Clubbing is resistance.

I’ve spent thousands of hours in nightclubs over the course of my lifetime, and I can say that some of my most memorable experiences have happened while I was shouting to someone over loud music in a nightclub. Gay clubs were the first spaces I learned it was OK to be gay in, a place I could sneak to in college without my folks or even my roommates knowing. When I came out to my cousin Katrena as a late teen I made her go with me to a gay club in East Saint Louis — made her in the sense that I didn’t have a license so I couldn’t get there by myself. I had to bribe her with White Castle. We had a blast and I bought her one of those huge, oversized dildos at the club’s giftshop as a joke. She loved it.

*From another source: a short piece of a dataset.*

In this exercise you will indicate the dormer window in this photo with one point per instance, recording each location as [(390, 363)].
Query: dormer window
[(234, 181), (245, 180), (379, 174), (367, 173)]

With gay pride celebrations popping off in cities around the world, and as we think about those we lost in Orlando and process our numbness and exhaustion at the reality and frequency of gun violence in the United States, to say nothing of hate crimes and the fight for equality, we must remember that gay people and spaces, including nightclubs, have always been under attack. Sometimes the attacks are legal, like laws that ban gay people from even congregating openly in social spaces in the first place. Other times the attacks have much more force, like when a bomb exploded in a lesbian bar in Atlanta in 1997 and when another went off at the Admiral Duncan in London’s Soho in 1999. Not to mention Stonewall in 1969.

As ever, clubbing is resistance.

Queer nightlife is always about survival, community and resistance, not booze and boys in boxers dancing on light boxes (though it’s about that, too). A place of refuge. Queer nightlife is a safe haven when no other place seems safe enough, when walking down the street holding your girlfriend’s hand could get you killed. Queer nightlife matters because it creates a space, perhaps the only space, where it’s possible to be yourself, to realize you’re not alone.

We have to keep loving. We have to keep dancing. We have to keep being fucking fabulous.